The case concerned a lawsuit brought against PepsiCo, charging that the company had engaged in unfair and deceptive trade practices in violation of New York State’s consumer protection laws when it marketed its Aquafina product. Essentially, the lawsuit said that the company was deceiving consumers when it put Aquafina in a bottle designed to suggest that it was from a mountain spring, when it in fact is just purified tap water. To be sure, the label says “purified drinking water,” but the plaintiffs argued that a false impression clearly was the motivation behind the packaging design.

Now, I’m not a lawyer, but I do get that the judge in the case ruled in favor of Pepsi, saying that the federal Food, Drug and Cosmetic Act says that the company can't be sued because it would preempt its federal exemption, which I believe says that states cannot establish standards different from those held by the federal government. (I say “I believe” because all the legalese is sort of difficult to read and even harder to understand.)

I’m certainly in no position to debate the merits of the law – there probably are good arguments on both sides. I’m not even going to argue Pepsi’s motivation.

I just want to suggest that everybody’s time would be better spent if we could all just be a little more transparent and accurate in how we talk about our products. Because regardless of the law, when it came out that bottled water that a lot of people believed was spring water was actually purified tap water, the industry took a hit. Maybe not a big hit. Maybe just a little one. But a hit just the same. And all those hits eventually take a toll on an industry’s reputation.

It was interesting that in a separate case, on the opposite coast, it was ruled by the California Supreme Court that consumers can sue grocery stores for being deceptive when they did not disclose that farm-raised salmon had been given a dye to make them look more like wild salmon.

Now, I’m not in favor of litigation.

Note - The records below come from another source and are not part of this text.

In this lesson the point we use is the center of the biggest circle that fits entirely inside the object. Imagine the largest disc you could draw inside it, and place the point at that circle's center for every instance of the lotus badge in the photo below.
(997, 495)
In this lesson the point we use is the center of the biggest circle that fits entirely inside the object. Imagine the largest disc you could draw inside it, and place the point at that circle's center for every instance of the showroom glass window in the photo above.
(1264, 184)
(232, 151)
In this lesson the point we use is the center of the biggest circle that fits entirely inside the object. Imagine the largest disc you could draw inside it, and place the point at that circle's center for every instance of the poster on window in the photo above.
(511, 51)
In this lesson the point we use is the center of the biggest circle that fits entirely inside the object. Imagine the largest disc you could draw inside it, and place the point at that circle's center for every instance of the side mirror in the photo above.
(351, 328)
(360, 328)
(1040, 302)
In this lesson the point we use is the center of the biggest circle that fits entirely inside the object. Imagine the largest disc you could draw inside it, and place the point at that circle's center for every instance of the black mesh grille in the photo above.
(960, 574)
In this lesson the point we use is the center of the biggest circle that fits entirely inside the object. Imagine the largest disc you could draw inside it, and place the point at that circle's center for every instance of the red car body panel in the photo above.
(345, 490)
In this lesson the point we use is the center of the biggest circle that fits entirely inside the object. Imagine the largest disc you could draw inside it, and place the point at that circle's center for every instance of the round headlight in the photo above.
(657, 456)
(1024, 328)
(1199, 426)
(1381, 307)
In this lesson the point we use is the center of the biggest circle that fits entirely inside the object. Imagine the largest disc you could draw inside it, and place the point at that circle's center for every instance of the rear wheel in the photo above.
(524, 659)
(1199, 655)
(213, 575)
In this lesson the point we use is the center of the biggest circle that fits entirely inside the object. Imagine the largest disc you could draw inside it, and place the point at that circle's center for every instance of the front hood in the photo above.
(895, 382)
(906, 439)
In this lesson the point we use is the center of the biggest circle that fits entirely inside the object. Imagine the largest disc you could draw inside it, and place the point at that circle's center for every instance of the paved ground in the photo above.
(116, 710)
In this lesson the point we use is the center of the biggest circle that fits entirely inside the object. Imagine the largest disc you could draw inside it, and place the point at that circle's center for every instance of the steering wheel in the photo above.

Far from it. But I understand the consumer impulse to fight back when he or she thinks deception has taken place.

Manufacturers and retailers sell a lot of things. Included on the shopping list, I think, is an item called trust. We all have to take the extra step to make sure that we’re ahead of the consumer on this issue, taking no chances, because as Ralph Waldo Emerson once said, “distrust is very expensive.”

For MorningNewsBeat Radio, I’m Kevin Coupe.